As a result, a wide variety of steps were taken in the wake of 9/11 to make it harder to violate immigration laws. But because any tightening of our system intended to exclude or catch terrorists will inevitably do the same for all other immigration lawbreakers, powerful interests opposed these measures, leaving many of the initiatives stalled or unfinished until today. A few examples:

The 9/11 Commission recognized the importance of a secure system of identification and advocated federal standards for state driver’s licenses, the foundation of our decentralized national ID system. (The 19 hijackers has nearly 30 driver’s licenses.) Congress followed through and passed the Real ID Act in 2005, preserving the right of states to issue any kind of license they wanted, but setting out common-sense minimum standards for any state ID that would be accepted for federal purposes (like boarding an airplane).

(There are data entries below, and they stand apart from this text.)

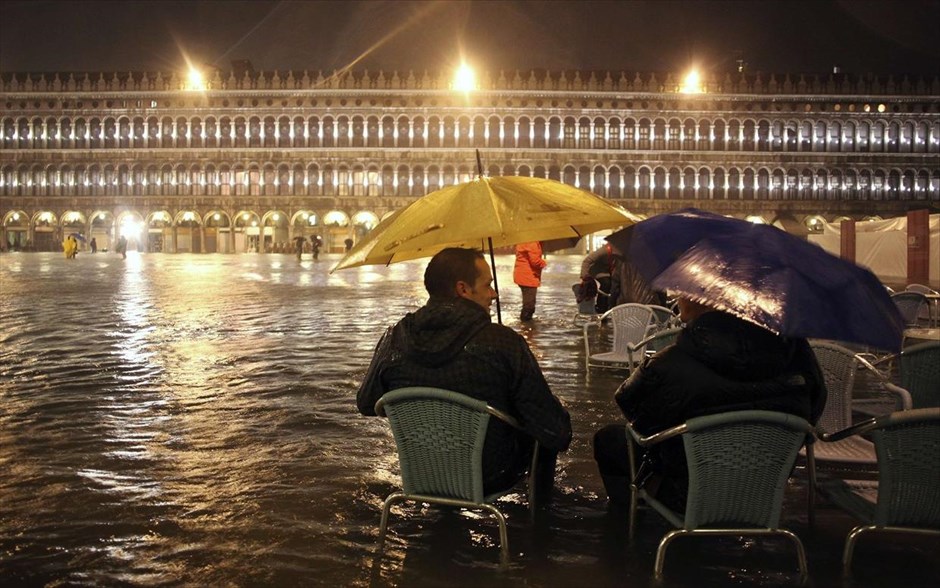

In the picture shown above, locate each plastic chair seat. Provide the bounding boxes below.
[627,410,813,580]
[821,408,940,576]
[375,387,538,565]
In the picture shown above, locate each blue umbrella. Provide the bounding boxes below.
[608,209,904,351]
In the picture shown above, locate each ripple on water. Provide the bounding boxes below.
[0,253,938,587]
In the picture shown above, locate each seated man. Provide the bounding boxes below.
[594,297,826,512]
[356,248,571,494]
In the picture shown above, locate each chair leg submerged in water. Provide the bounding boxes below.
[376,387,540,566]
[627,410,813,582]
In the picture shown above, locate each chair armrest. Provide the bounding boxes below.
[486,404,524,431]
[626,422,689,447]
[882,382,914,410]
[627,327,682,351]
[816,417,879,443]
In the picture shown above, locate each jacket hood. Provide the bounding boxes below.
[677,312,794,381]
[398,298,492,367]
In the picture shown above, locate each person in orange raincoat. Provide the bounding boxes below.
[62,235,78,259]
[512,241,547,322]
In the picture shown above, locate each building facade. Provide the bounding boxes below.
[0,71,940,252]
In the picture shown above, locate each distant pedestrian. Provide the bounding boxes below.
[579,243,619,314]
[310,235,322,261]
[62,235,78,259]
[294,235,307,259]
[512,241,547,322]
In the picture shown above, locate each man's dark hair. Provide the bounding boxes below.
[424,247,486,298]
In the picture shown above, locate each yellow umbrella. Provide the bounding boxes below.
[331,176,639,322]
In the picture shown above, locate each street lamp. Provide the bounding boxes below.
[186,67,208,92]
[679,69,703,94]
[452,63,477,92]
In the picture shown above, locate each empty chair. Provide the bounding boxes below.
[891,291,930,327]
[647,304,682,329]
[807,341,911,517]
[627,410,813,579]
[906,284,937,296]
[817,408,940,576]
[907,284,940,325]
[901,342,940,408]
[583,302,657,372]
[375,387,538,564]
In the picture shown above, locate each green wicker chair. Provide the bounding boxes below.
[901,342,940,408]
[375,387,538,565]
[582,302,658,375]
[820,408,940,576]
[627,410,813,581]
[891,291,930,327]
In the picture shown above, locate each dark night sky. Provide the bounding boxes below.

The deadline for the law — the date after which deficient state licenses would no longer be accepted — was originally supposed to be 2009. It’s been continually postponed, with the latest “deadline” set for May 2023. Among other things, that means illegal aliens (like five of the hijackers who were visa overstays) can still board airplanes if they can get a license from a state that issues them to illegals.

Another post-9/11 initiative recommended by the 9/11 Commission and mandated by Congress is an electronic entry-exit tracking system, a check-in/check-out mechanism for foreign visitors. The good news is that “check-in” part has improved immensely over the past two decades. The bad news: There’s still no meaningful check-out system, and if you don’t know who’s left you can’t know who’s still here illegally as a visa-overstayer.

Congress has re-mandated an exit-tracking system eight more times, by my count, and it still doesn’t fully exist. In fact, President Obama’s first DHS secretary, Janet Napolitano, brazenly told Congress she just didn’t consider it a priority. Visa overstays as a share of new illegal immigration are probably down, what with limits on air travel and Biden’s border disaster, but that will change soon enough, and we remain unprepared.

Another weakness identified by the 9/11 Commission was student visas — tracking both what foreign students were studying (did they switch from accounting to nuclear engineering?) but also whether they showed up for class at all. One of the hijackers — Hani Hanjour — used a student visa to enter the country but never even pretended to visit the school he was supposed to attend, and no one followed up or was even aware of it.

To address this the Student and Exchange Visitor Program (SEVP) was set up as part of ICE. Despite ICE’s fearsome reputation, SEVP is, in the words of my colleague David North, “the sleepiest and least demanding of all the migration-control agencies.” It has a severe case of clientitis, exercising little meaningful oversight or discipline over the schools raking in foreign tuition or foreigners buying access to the United States.

Finally, something we’ve refrained from doing for two decades because of 9/11, but may resume as memory fades. From 1986 to 2000, Congress passed seven amnesties, granting green cards to a total of close to 6 million illegal aliens, with about half coming from the big 1986 law. The capstone in this series of legalizations was supposed to be a comprehensive amnesty deal, which President George W. Bush and Mexican President Vicente Fox discussed during the latter’s visit to Washington early in Bush’s term. Fox had barely returned home from his visit when the planes slammed into the Twin Towers, dooming the amnesty push.

But only for a few years. Our political and business and media class wouldn’t give up, so Bush made a full-court press for amnesty in his second term, and Obama did likewise. Their efforts failed because of the lasting conviction that an insecure immigration system means an insecure nation.

The benefit of amnesty to malefactors isn’t hypothetical. Mahmud “The Red” Abouhalima was an Egyptian illegal alien driving a cab in New York when he fraudulently got a green card from the 1986 amnesty by posing as a farmworker. Only with that newfound freedom to travel was he able to go to Afghanistan for terrorist training, equipping him to help lead the first World Trade Center attack in 1993.

Perhaps as early as next week, Democrats in Congress will test whether the memory of 9/11 has faded enough to allow them to pass the biggest illegal-alien amnesty in history hidden in the $3.5 trillion budget reconciliation bill. Maybe they’ll call it the Mahmud Abouhalima Bill.

Edmund Burke said, “Example is the school of mankind, and they will learn at no other.” We seem to be forgetting the lesson that immigration security is national security, raising the possibility that we’ll need to be schooled again.